Je m’attable avec Véro et Caro, et entreprends de finir le maquillage entamé. Il y a du monde aux tables voisines, je sais que mes petits préparatifs peuvent leur paraître déplacés, mais c’est ça ou bloquer les toilettes pendant un quart d’heure. Et puis, au fond, qu’y a-t-il d’indécent à la pose de quelques peintures de guerre en terrasse ?
Le temps que j'achève de me dessiner un visage sur le visage, un petit front nuageux a fait son apparition ; c’est très aimable à lui, nous allons pouvoir nous mettre à l’ouvrage. Véronique prend ses appareils, moi mes kilos de robes ; Caroline est venue en amie, mais elle sera d’une aide précieuse pour trimballer mon attirail de gala sur la grève : une gigantesque housse pour robe de mariée contenant les tenues finalistes, et un gros sac pour diverses pochettes et boîte à chaussures. Je me change dans un détour de l’escalier : ma mission consiste à enfiler aussi prestement que possible une vaste robe de soirée, sans la faire traîner par terre et sans offenser la décence publique. Je me rassure en me disant que ladite décence en voit bien d’autres sur cette plage tout l’été.
Très vite il s’avère que je dois renoncer à l’espoir de garder mes chaussures de ville : au moindre petit vent, le gros talon en caoutchouc n’est pas du meilleur effet sous la jupe de satin. Va pour les escarpins de concert, mais tout a un prix en ce bas monde : les talons aiguilles s’enfoncent dans le sable comme dans du beurre oublié au soleil. Pas question non plus de me mettre pieds nus : Dieu seul sait comment le bas de la jupe se remettrait d’une trempette dans le sable humide et salé, les concepteurs de robes de bal envisageant assez rarement l’éventualité que leurs clientes partent batifoler dans les vasières. Je passerai donc le reste de la séance, une bonne heure, en demi-pointes. Et comme nous sommes en plein estran et que l’eau affleure et avale le pied dès qu'il s’attarde dix secondes au même endroit, il me faudra aussi sautiller sans arrêt. Au moins, pour une fois, je ne risque pas de céder à ma tendance habituelle, qui est de me changer progressivement en statue de sel lors des séances photo.
C’est donc un petit ludion de satin bleu nuit que les promeneurs verront gigoter sur la plage comme un enfant d'âge préscolaire qui découvre la danse, mouliner des bras, s’éloigner puis revenir aux grands cris de la photographe (ça, c’est pour les images d’une toute petite Marthe dans l’immense grève). Parvenues aux bouts respectifs de nos forces, de la luminosité et de la carte mémoire, nous décidons de tenter une dernière petite fantaisie : les balançoires de la plage, à côté des trampolines. Je repère la plus large, m’y asseois précautionneusement – ouille, ça manque de place entre les côtés de l’assise et mes cols de fémurs, mais il y a des sacrifices à faire dans ce métier – et commence à me balancer – ça, ça marche, j’adore ça depuis l’enfance, il y a seulement un peu plus de masse à mettre en mouvement que quand j’avais six ans.

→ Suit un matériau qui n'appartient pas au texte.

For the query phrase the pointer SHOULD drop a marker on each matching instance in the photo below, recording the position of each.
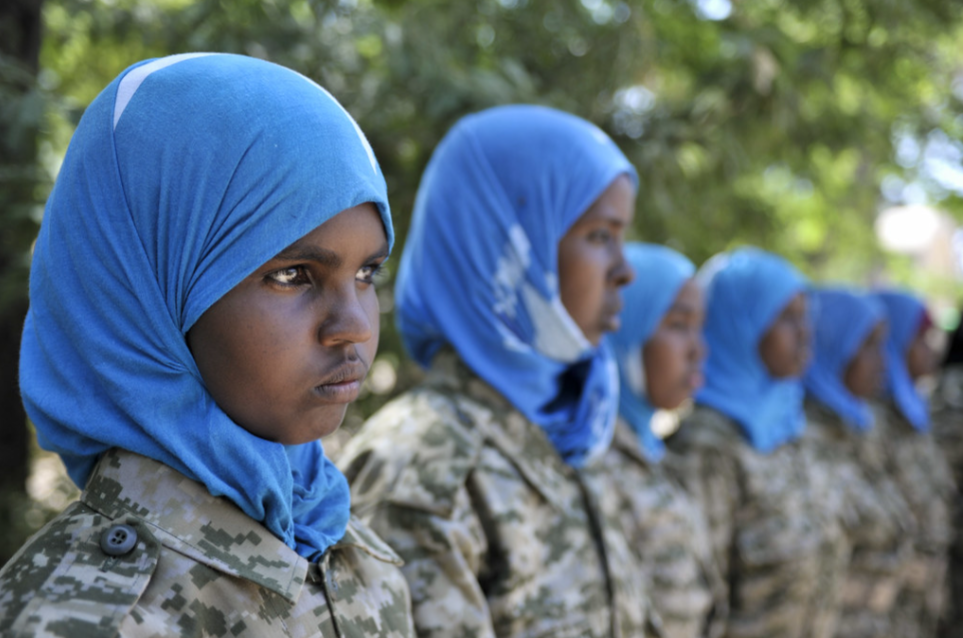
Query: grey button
(117, 540)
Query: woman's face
(591, 267)
(285, 351)
(673, 355)
(785, 347)
(863, 376)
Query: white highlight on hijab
(133, 80)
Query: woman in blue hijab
(844, 448)
(736, 451)
(202, 312)
(918, 466)
(486, 478)
(660, 353)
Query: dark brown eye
(291, 276)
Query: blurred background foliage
(789, 124)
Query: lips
(343, 383)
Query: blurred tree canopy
(783, 123)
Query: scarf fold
(480, 268)
(185, 175)
(843, 319)
(745, 292)
(905, 314)
(660, 273)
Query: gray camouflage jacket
(499, 536)
(667, 529)
(196, 566)
(778, 551)
(859, 492)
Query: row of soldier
(229, 218)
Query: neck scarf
(905, 314)
(185, 175)
(480, 268)
(660, 273)
(746, 290)
(843, 319)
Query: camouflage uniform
(923, 476)
(670, 534)
(499, 536)
(948, 430)
(854, 487)
(778, 552)
(199, 567)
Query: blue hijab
(843, 319)
(660, 273)
(480, 267)
(904, 312)
(186, 174)
(745, 292)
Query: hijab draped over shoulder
(185, 175)
(842, 320)
(480, 267)
(660, 273)
(905, 314)
(745, 292)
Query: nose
(349, 318)
(622, 273)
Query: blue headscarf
(905, 313)
(186, 174)
(660, 273)
(480, 267)
(746, 290)
(843, 319)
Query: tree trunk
(20, 33)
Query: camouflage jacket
(854, 487)
(667, 529)
(922, 473)
(499, 536)
(198, 566)
(778, 552)
(947, 407)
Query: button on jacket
(199, 566)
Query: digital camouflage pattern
(499, 536)
(777, 550)
(200, 567)
(922, 474)
(876, 519)
(667, 529)
(947, 405)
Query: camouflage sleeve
(444, 557)
(713, 481)
(62, 583)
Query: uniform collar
(186, 518)
(626, 441)
(524, 444)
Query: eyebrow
(322, 256)
(681, 307)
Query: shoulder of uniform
(79, 575)
(416, 452)
(705, 427)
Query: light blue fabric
(843, 319)
(480, 267)
(745, 292)
(660, 273)
(904, 314)
(185, 175)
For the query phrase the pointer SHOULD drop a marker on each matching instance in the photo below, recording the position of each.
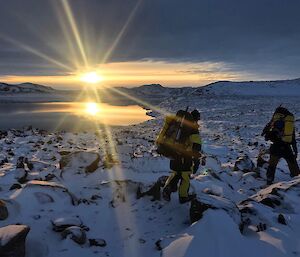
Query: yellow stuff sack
(284, 126)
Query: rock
(88, 161)
(43, 198)
(97, 242)
(15, 186)
(20, 163)
(21, 175)
(61, 224)
(3, 160)
(3, 210)
(281, 219)
(75, 233)
(271, 201)
(154, 190)
(29, 164)
(56, 190)
(196, 210)
(12, 240)
(244, 163)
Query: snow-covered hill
(24, 88)
(78, 192)
(254, 88)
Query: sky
(135, 42)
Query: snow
(253, 88)
(9, 232)
(104, 202)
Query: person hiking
(184, 161)
(281, 131)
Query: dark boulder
(12, 240)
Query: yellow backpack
(283, 124)
(174, 137)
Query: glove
(196, 165)
(295, 150)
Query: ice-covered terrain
(254, 88)
(78, 192)
(24, 88)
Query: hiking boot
(166, 194)
(269, 182)
(187, 199)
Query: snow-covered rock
(75, 233)
(78, 161)
(60, 224)
(24, 88)
(252, 88)
(12, 240)
(3, 210)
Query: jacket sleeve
(196, 148)
(294, 144)
(266, 128)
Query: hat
(196, 115)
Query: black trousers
(278, 151)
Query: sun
(92, 108)
(91, 77)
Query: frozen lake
(69, 116)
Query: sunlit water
(69, 116)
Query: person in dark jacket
(184, 165)
(281, 131)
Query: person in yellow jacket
(184, 165)
(281, 131)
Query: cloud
(259, 37)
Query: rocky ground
(76, 194)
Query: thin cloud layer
(259, 37)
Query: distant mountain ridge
(27, 87)
(252, 88)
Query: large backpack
(281, 126)
(173, 139)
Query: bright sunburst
(91, 77)
(92, 108)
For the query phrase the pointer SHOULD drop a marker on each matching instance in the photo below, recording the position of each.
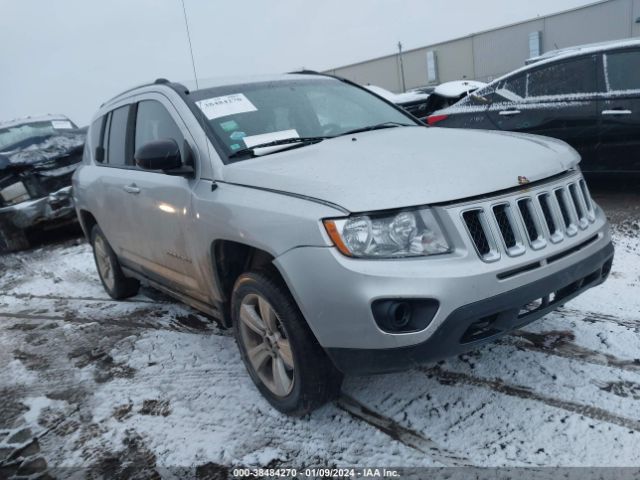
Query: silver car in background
(331, 230)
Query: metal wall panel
(382, 72)
(488, 55)
(500, 51)
(454, 61)
(635, 27)
(597, 23)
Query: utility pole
(404, 86)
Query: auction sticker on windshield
(61, 124)
(270, 137)
(217, 107)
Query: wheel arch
(87, 222)
(230, 259)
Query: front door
(161, 205)
(557, 100)
(619, 149)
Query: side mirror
(159, 155)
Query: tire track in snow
(173, 324)
(447, 377)
(592, 317)
(29, 296)
(406, 436)
(560, 344)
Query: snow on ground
(149, 383)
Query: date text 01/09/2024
(314, 473)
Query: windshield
(241, 116)
(10, 136)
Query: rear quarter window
(623, 70)
(94, 141)
(576, 76)
(117, 147)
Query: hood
(48, 149)
(406, 166)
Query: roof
(470, 35)
(569, 53)
(31, 119)
(457, 87)
(585, 49)
(213, 82)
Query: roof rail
(178, 87)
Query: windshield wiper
(295, 141)
(378, 126)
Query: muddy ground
(150, 388)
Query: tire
(117, 285)
(314, 379)
(12, 239)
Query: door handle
(616, 112)
(133, 188)
(509, 112)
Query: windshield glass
(12, 135)
(241, 116)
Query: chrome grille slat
(529, 220)
(480, 232)
(578, 205)
(508, 229)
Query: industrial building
(487, 55)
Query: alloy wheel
(266, 344)
(103, 261)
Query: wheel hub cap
(266, 344)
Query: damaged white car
(38, 156)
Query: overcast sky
(68, 56)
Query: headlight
(412, 233)
(14, 193)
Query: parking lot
(138, 386)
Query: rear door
(113, 215)
(557, 99)
(161, 204)
(619, 149)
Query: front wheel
(117, 285)
(279, 350)
(12, 239)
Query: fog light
(400, 315)
(404, 315)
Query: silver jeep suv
(331, 230)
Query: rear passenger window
(94, 140)
(117, 147)
(153, 122)
(513, 89)
(623, 70)
(566, 78)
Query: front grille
(566, 218)
(527, 217)
(547, 214)
(477, 231)
(545, 204)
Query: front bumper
(57, 207)
(335, 294)
(498, 315)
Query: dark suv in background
(588, 96)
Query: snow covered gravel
(148, 383)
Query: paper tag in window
(61, 124)
(226, 105)
(269, 137)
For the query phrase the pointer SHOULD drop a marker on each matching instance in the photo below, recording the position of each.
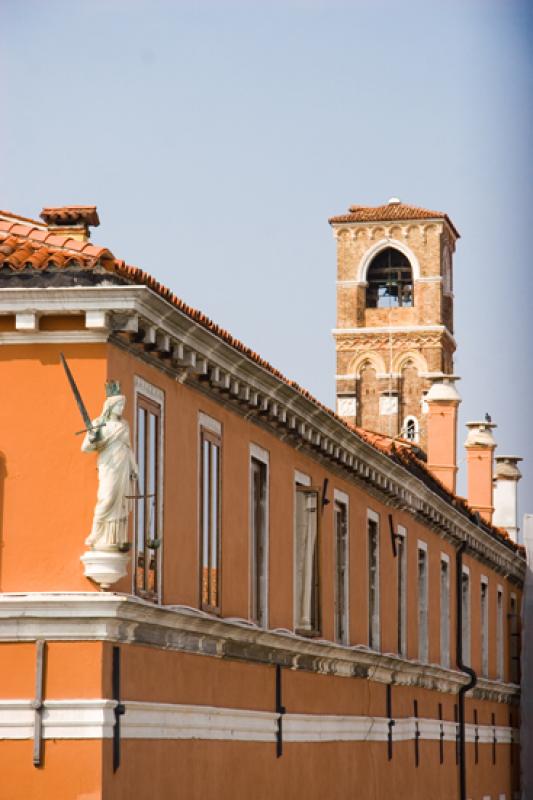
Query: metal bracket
(280, 711)
(119, 710)
(441, 736)
(417, 734)
(38, 703)
(391, 723)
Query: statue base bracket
(105, 567)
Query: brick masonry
(373, 365)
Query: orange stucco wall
(71, 770)
(44, 517)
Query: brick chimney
(506, 477)
(480, 445)
(443, 401)
(73, 221)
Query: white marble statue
(117, 474)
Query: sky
(216, 138)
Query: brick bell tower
(394, 334)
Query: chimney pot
(73, 221)
(443, 400)
(506, 477)
(480, 444)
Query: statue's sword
(89, 427)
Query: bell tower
(394, 334)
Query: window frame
(422, 601)
(500, 650)
(375, 285)
(302, 483)
(484, 627)
(209, 431)
(258, 601)
(466, 633)
(514, 639)
(342, 631)
(373, 619)
(401, 589)
(445, 613)
(408, 419)
(153, 399)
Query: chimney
(506, 477)
(480, 446)
(443, 401)
(73, 221)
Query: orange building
(302, 608)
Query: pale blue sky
(217, 137)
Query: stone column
(480, 445)
(443, 401)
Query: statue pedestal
(105, 567)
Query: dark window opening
(340, 523)
(147, 527)
(210, 521)
(390, 280)
(259, 541)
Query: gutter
(463, 668)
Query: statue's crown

Je suis juste assez haut pour les premières images quand arrive une famille entière de promeneurs. La situation les amuse beaucoup, mais il ne leur viendra jamais à l’esprit qu’une femme équipée d’un lourd appareil photo, face à une autre en train de faire de la balançoire en robe de gala et maquillage complet, sur une plage au crépuscule, ne sont peut-être pas là pour la seule beauté du geste. Ni que leur sympathique berger allemand à eux, dont je ne doute pas des bonnes intentions, n’est cependant pas le bienvenu, surtout avec un énorme bâton en travers de la gueule, pile dans la zone que mon ample et coûteuse jupe balaie à chaque passage de la balançoire. J’ai beau les supplier, pendant de longues minutes (ça ne s’arrête pas si facilement que ça, une balançoire, surtout avec un berger allemand armé en-dessous), non seulement ils ne nous adressent pas la parole mais ils ne rappellent pas non plus leur canidé. Non, ils sortent benoîtement leurs téléphones et filment la scène en la commentant (« t’as vu la fée Morgane ? »)… Le chien finira tout de même par être attaché – toujours, étrangement, sans que ses maîtres nous disent un mot en direct –, mais nous capitulons et plions bagage.
Véronique vient de me communiquer les photos de ce soir-là. Rien à sauver sur la balançoire (les bleus que j’ai arborés sur chaque hanche pendant une semaine auront donc été les marques d’un pur dévouement à l’expérimentation artistique), mais les images de la grève sont ce que nous espérions. Sauf changement de cap, vous en découvrirez quelques-unes quand sortira l’album enregistré l’hiver dernier avec l’OSB. Même moi, en les voyant, j’oublie ce qu’elles m’ont coûté en mollets et en désalage d’escarpins. La femme sur les photos a l’air de s’être matérialisée dans ce désert de sable et d'eau et d’y être chez elle – quoique pas très joviale, cela va sans dire, on parle tout de même d’un Voyage d’Hiver, pas du catalogue La Redoute. Ou peut-être arrive-t-elle d’une très longue marche, mais une marche durant laquelle son ourlet de jupe et son rouge à lèvres ont été magiquement épargnés. En tout cas, cela ne se voit pas qu’elle est en train de calculer où elle peut poser le pied pour les deux secondes à venir et quel mouvement de bras et de tête donnera le meilleur résultat, tout en se concentrant sur le climat du disque et sur ce qu’elle voudrait que ces images en racontent.
Ça ne se voit pas non plus qu’une fois de plus la pensée la traverse de toutes ces starlettes dont on se plaît à dire qu’elles ne travaillent pas, mais dont des milliers de photos posées inondent les médias. Oh, comme on se trompe : fournir tout ce matériau est un véritable travail, qui exige un temps et une énergie non négligeables. Se laisser photographier et transmettre à l’image le climat que l’on souhaite lui donner est une compétence très difficile à acquérir, j’en veux pour preuve les dizaines, voire les centaines de photos qu’il faut pour faire de votre servante quelques portraits qui diront l’histoire voulue ce jour-là. C’est un art que je ne me vanterai pas de posséder ; j’y ai seulement fait quelques pauvres progrès d’année en année. En revanche je ne suis pas peu fière d’être rentrée à la maison, certes vannée, mais le bas de la jupe glorieusement vierge de toute auréole.